From a revenue and yield management perspective, examining service hours and seating capacity allows for an assessment of operational efficiency and the identification of potential areas for optimisation. By tracking service hours in relation to revenue and consumer demand patterns, analysts can evaluate staffing levels, opening hours, and the impact of service efficiency on customer satisfaction. This approach enables targeted adjustments in resource allocation and operational practices, leading to improved revenue and profit performance.

Additionally, alongside the preferred RevPASH formula presentation, analysts should also consider incorporating seat utilisation or seat churn ratios for the service period to further enhance their decision-making capabilities. Analysing seat utilisation, which measures the number of times a seat is turned over or occupied by different customers during a defined service period, provides valuable insights into demand patterns, customer behaviour, and operational efficiencies. A decline in seat utilisation may indicate decreased customer demand, service quality issues, or inefficiencies in meal preparation times and/or table turnover times. Conversely, an increase in seat utilisation could suggest opportunities for expansion, further optimised seating arrangements, or menu price adjustments. By focusing on seat utilisation in conjunction with RevPASH, analysts can identify and address areas of opportunity for improvement that directly impact revenue and profit performance.

The seat utilisation ratio is calculated as follows:
Seat Utilisation Ratio: (Total Customers over the service period / Capacity): (Capacity / Capacity)

This provides insights into the utilisation of individual seats during a service period, offering a comprehensive understanding of demand patterns, menu design and operational efficiencies. There are other influences and strategic levers that impact restaurant revenue and profit generation, such as, but not limited to, menu design, menu pricing (including psychological pricing strategies and dynamic menu pricing), food cost ratios, menu item contribution margins, and data collection quality.

As a first step towards data collection and building up comparison data, it is recommended to disaggregate the number of seats and service hours in the RevPASH formula, so analysts can gain a deeper understanding of the impact of these two drivers and strategic levers, while keeping a close eye on any changes, anomalies, or errors.

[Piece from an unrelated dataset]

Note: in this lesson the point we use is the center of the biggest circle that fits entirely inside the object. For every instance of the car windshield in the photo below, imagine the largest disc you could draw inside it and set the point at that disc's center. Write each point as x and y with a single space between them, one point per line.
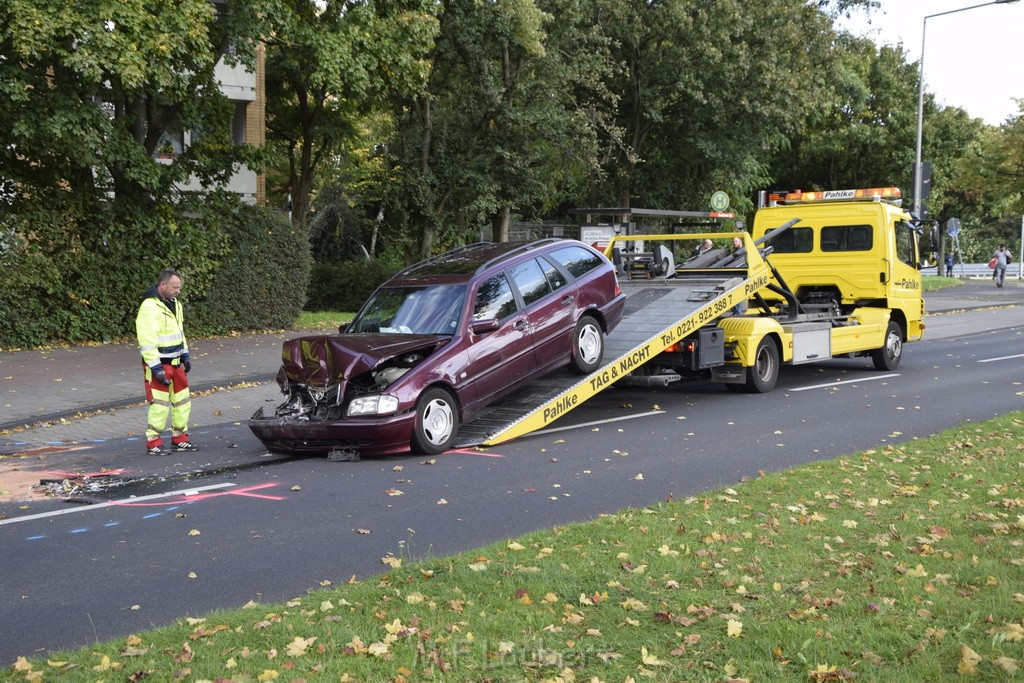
412 310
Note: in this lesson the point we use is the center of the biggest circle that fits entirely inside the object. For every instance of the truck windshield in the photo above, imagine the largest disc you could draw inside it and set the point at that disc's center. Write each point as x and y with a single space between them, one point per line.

Both the common formula presentation and the preferred formula presentation suggested in the article result in the same answer, and all good analysts should be able to drill down and detect any underlying changes regardless of which version they use. However, the preferred approach highlighted in this article allows for a more targeted and consistent focus on two changing variables and increases the usefulness of the metric when comparing data trends over time, consequently aiding more informed decision-making, and reducing the risk of oversight.

By presenting the RevPASH formula as REVPASH = (Total Service Revenue / Number of Service Hours) / Number of Seats and incorporating seat utilisation or seat churn ratios, analysts can effectively make data-driven decisions to improve restaurant revenue and profit performance.